El faraón se tornó intolerante. Envió a sus soldados a borrar la memoria de los dioses en todas sus tierras. A finales de su reinado, su revolución se amargó.

Además, como se rehusaba a salir de su amada ciudad, era visto como débil y el país vulnerable a invasiones.

Tabletas de arcilla encontradas en Amarna revelan la naturaleza del problema.

Una de ellas es del gobernante de uno de los estados vasallos de Akenatón, uno de los países vecinos protegidos.

Le ruega al faraón que envíe tropas para ayudarlo a mantener en raya a los hititas, los archienemigos de Egipto.

«Se lo pedí pero no me respondió. No me ha mandado la ayuda que necesito», se queja el gobernante desesperado, en vano, pues Akenatón nunca envió la ayuda y el estado cayó en manos de los hititas.

Tenía al ejército estaba demasiado ocupado persiguiendo dioses, aunque Egipto perdiera territorios, poder, posesiones y su estatus en el mundo.

Eso era muy grave. Fue entonces cuando sufrió tragedias personales.

Todas juntas

En las paredes de la tumba de Akenatón está grabado el drama de la familia.

Aunque están muy dañadas, se puede ver una escena de luto. Una de las princesas murió y sus padres aparecen llorando.

Eso es algo sin precedentes: las familias reales nunca mostraban públicamente emociones.

Hay además evidencia que indica que Akenatón perdió más de una hija, probablemente víctimas de la peste, que en esas época arrasaba con el país.

Una epidemia de ese tipo podía matar al 40% de la población y, como era el faraón, Akenatón era considerado personalmente responsable por la desgracia.

Era obvio, para sus súbditos, que la catástrofe se debía a que había ofendido a los antiguos dioses.

Cuando parecía que la situación no podía ser peor, perdió a la mujer que lo acompañó desde el principio: la reina Nefertiti.

Paraíso perdido

El paraíso de Akenatón estaba al borde del colapso.

Para sus asesores y cortesanos seguro era un lastre peligroso.

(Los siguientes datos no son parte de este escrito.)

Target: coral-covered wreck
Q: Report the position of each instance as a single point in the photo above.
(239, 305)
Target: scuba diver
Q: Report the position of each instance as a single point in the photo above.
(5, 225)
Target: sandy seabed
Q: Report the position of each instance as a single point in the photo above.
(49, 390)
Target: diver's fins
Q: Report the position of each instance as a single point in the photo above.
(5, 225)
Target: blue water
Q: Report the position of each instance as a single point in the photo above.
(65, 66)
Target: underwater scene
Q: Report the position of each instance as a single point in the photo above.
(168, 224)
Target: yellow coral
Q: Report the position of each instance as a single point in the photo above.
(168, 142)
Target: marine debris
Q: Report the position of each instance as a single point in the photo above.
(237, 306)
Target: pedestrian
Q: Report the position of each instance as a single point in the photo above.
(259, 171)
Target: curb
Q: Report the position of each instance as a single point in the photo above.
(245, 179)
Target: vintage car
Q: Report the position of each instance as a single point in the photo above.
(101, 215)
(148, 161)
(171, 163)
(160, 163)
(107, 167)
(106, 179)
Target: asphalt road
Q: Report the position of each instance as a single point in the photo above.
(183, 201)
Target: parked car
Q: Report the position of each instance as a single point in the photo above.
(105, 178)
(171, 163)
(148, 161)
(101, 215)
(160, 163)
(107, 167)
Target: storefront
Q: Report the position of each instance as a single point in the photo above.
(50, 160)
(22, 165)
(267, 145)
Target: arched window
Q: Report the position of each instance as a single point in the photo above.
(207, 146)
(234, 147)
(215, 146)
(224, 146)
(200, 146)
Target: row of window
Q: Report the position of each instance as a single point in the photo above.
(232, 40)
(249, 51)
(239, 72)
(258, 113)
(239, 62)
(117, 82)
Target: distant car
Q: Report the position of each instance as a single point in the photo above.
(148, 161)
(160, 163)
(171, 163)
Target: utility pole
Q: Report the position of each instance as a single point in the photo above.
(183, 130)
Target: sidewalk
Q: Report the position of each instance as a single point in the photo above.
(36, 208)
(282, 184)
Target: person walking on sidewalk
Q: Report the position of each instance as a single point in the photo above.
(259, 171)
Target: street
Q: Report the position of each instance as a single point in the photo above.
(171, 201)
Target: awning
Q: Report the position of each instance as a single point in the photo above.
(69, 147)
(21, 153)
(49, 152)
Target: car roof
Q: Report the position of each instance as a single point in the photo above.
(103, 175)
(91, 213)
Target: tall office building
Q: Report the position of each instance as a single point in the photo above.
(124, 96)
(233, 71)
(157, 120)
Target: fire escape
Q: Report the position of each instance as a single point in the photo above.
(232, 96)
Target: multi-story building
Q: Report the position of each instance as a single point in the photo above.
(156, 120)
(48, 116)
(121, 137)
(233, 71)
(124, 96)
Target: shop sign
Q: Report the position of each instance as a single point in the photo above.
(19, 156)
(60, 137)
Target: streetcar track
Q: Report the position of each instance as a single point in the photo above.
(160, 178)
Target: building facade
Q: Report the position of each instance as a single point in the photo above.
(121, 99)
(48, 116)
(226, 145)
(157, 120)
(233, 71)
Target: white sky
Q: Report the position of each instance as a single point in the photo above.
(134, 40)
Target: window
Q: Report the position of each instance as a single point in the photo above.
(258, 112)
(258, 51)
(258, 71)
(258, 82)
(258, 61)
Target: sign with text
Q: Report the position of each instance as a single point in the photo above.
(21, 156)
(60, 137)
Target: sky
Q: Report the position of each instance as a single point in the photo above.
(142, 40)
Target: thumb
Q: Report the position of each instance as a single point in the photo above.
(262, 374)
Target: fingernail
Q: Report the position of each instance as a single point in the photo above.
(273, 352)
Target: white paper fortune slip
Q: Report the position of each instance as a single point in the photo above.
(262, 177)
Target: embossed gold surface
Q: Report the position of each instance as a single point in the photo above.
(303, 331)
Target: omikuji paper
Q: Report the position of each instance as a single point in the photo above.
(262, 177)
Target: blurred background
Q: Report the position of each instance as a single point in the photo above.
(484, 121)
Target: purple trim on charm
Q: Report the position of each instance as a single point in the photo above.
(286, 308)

El país estaba perdiendo su riqueza y poderío.

13 años después de la fundación de su ciudad, Akenatón murió.

Hay quienes creen que fue asesinado para que su reinado terminara.

La ciudad fue abandonada y más tarde sistemáticamente destruida, borrada de la memoria, junto con el culto a Atón y el mismo Akenatón, quien por mucho tiempo fue sólo recordado por ser, probablemente, el padre del gran Tutankamón, su sucesor.

Fue Tutankamón quien rescató a los antiguos dioses, y restauró el poder y la prosperidad de Egipto.

Los sacerdotes regresaron, más poderosos que nunca. Y la vida volvió a la normalidad.

Ningún faraón egipcio volvió jamás a tratar de cambiar el orden establecido o a desafiar a los dioses.

Los que vinieron después de Akenatón se esforzaron por destruir cualquier rastro de él y de su culto hereje.

Sus estatuas fueron derribadas y, para despojarlas de significado, las piedras de sus templos usadas como material de construcción de otros nuevos.

Esas rocas talladas quedaron ocultas para que nadie las volviera a ver.

La ironía es que eso las preservó para la posteridad: en la década de 1920 empezaron a emerger y mucho de lo que sabemos de Akenatón y el culto de Atón viene de ellas.